Le leader des Républicains se félicite tout de même que de « la constitution d’un groupe suffisamment important pour faire entendre nos engagements, nos convictions, nos valeurs ». La droite reste en effet la première force d’opposition pour le prochain quinquennat – surtout en face d’une gauche atomisée par ses défaites électorales. Mais encore faut-il que les députés restants soient réellement disposés à s’opposer à Emmanuel Macron. Plusieurs de ceux qui ont été élus ont d’abord insisté sur la nécessité d’être « constructif » vis-à-vis du nouvel exécutif.

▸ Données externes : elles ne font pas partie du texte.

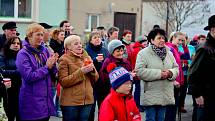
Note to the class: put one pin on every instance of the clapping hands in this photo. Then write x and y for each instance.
(52, 60)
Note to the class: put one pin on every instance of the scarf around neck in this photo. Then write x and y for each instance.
(161, 52)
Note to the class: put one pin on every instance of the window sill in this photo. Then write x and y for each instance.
(16, 20)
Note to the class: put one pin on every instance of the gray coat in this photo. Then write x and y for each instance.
(149, 67)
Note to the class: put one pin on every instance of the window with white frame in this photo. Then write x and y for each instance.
(15, 9)
(92, 22)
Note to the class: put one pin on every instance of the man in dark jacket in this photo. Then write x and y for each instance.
(202, 81)
(9, 29)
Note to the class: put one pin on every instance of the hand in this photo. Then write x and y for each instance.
(52, 60)
(176, 84)
(87, 68)
(200, 101)
(166, 74)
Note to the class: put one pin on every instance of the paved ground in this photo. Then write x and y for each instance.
(184, 116)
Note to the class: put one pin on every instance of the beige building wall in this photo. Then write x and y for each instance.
(105, 8)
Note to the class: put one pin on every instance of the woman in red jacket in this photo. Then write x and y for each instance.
(119, 105)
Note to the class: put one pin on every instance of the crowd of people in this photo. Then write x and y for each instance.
(51, 72)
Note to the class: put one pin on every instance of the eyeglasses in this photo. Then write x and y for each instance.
(128, 84)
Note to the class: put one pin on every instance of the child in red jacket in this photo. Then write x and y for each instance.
(119, 105)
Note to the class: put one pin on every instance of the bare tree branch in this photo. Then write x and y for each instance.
(181, 12)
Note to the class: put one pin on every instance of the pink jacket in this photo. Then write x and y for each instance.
(119, 107)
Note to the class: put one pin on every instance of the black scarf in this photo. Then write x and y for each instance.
(161, 52)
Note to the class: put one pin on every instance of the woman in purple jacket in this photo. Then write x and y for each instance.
(116, 50)
(35, 66)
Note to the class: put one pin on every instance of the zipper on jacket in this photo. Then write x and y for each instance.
(126, 115)
(85, 92)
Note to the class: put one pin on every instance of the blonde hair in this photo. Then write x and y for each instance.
(32, 28)
(55, 33)
(68, 41)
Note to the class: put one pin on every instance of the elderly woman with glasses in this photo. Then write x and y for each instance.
(77, 75)
(157, 67)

Dupont-Aignan sauve son siège

Le président du parti Debout la France a été réélu dans la huitième circonscription de l’Essonne avec 52,05% des suffrages face au candidat République en Marche Antoine Pavamani (47,95%). Les électeurs « m’ont renouvelé très largement leur confiance », a-t-il déclaré à France 3. « Les manifestations orchestrées, relayées par un tintamarre injuste n’ont pas ébranlé la très grande majorité de mes concitoyens », a-t-il encore dit, faisant référence aux protestations ayant suivi son accord avec Marine Le Pen entre les deux tours de la présidentielle.

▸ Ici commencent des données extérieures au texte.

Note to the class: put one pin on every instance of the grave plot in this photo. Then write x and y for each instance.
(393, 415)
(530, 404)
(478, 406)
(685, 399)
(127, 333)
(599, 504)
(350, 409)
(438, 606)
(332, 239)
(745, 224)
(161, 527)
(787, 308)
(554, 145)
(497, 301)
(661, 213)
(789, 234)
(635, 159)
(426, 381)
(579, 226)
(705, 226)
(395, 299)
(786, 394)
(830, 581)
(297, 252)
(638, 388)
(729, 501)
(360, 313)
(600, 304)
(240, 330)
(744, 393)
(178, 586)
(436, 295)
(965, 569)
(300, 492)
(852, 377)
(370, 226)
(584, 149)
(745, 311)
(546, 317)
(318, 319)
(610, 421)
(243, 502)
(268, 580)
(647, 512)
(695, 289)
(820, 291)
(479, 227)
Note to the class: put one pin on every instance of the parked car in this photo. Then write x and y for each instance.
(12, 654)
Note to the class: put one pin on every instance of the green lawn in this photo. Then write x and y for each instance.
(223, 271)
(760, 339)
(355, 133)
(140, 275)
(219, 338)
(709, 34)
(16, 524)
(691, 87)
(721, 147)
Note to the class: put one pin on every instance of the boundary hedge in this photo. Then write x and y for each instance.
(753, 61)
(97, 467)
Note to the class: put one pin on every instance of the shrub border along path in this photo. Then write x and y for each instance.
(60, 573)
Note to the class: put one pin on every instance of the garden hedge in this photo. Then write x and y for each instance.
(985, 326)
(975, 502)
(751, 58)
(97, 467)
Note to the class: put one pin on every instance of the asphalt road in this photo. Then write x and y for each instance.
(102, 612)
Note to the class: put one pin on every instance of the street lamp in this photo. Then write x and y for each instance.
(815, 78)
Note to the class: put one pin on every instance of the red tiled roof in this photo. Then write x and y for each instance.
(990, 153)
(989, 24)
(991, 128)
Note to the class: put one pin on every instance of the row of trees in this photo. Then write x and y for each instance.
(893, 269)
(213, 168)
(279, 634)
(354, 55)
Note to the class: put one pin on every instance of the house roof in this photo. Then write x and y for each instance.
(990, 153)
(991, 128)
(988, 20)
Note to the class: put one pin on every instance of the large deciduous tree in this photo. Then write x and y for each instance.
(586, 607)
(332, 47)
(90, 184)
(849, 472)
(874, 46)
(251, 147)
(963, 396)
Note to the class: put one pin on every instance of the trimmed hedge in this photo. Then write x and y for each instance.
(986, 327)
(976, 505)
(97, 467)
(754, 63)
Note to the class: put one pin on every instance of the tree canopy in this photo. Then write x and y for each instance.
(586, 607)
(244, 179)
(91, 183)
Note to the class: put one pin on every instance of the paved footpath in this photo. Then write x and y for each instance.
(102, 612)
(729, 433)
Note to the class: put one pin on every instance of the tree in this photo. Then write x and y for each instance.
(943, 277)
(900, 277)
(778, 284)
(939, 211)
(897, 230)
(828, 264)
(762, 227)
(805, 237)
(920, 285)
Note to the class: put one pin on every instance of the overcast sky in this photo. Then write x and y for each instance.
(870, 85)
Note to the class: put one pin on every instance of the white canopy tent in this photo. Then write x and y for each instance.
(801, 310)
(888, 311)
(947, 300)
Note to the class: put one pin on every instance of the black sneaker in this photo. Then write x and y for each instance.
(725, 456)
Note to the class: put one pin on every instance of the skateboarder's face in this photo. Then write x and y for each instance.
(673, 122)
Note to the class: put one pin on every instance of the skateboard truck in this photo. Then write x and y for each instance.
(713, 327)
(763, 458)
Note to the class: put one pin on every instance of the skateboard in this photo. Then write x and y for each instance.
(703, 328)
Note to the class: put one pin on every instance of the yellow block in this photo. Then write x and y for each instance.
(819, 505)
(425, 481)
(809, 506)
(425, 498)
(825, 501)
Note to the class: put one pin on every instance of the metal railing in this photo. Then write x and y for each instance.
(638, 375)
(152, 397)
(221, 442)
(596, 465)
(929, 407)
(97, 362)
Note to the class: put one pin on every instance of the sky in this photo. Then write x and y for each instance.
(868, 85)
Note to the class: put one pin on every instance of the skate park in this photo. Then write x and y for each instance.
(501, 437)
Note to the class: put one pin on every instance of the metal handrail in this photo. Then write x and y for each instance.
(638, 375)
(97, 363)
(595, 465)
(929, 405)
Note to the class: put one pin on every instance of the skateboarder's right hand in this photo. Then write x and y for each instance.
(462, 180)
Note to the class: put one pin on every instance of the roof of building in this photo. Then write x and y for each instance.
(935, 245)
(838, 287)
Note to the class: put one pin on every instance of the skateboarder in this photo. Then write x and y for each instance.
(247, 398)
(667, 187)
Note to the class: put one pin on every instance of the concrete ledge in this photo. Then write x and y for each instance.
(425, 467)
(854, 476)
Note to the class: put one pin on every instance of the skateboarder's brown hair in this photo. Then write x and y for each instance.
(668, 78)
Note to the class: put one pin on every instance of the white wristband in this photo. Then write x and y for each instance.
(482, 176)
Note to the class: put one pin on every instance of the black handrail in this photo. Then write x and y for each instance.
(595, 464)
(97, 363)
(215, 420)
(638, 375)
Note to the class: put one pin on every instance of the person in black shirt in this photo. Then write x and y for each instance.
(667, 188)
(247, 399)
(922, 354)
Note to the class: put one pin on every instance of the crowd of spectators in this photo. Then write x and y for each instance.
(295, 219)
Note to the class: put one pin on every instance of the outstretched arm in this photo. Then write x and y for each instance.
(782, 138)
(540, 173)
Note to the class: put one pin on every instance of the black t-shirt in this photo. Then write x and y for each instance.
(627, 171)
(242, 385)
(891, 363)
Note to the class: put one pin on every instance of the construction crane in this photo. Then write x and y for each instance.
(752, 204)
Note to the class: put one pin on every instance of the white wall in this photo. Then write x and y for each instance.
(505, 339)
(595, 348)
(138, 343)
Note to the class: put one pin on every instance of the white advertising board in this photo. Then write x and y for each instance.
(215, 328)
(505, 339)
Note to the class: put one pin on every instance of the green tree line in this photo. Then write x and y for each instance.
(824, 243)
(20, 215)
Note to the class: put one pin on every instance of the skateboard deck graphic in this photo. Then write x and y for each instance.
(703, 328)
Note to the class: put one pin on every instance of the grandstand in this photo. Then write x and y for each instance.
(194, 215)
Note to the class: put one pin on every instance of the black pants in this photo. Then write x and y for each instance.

Nicolas Dupont-Aignan a estimé que « la nouvelle majorité [était] en trompe l’œil tant l’abstention est gigantesque ». « On peut désormais s’interroger sur le caractère démocratique de cette nouvelle Assemblée », a-t-il poursuivi, évoquant un « colosse aux pieds d’argile ». « L’enjeu maintenant est d’agir vite pour unir les forces de résistance et proposer un autre destin à la France. Cela passe d’abord par notre capacité à proposer aux Français le beau projet politique alternatif et sérieux, capable de résoudre enfin les problèmes qu’aucune majorité depuis trente ans n’a réglé car elles ont oublié que rien ne peut se faire sans l’indépendance du pays », a souligné l’ancien membre de l’UMP.

En résumé, les Républicains décrochent 113 sièges, le Parti socialiste 29, la France insoumise de Jean-Luc Mélenchon 17 et le Front National 8. Ce scrutin a été caractérisé par un taux d’abstention très important, évalué par le ministère, à 57,36 %.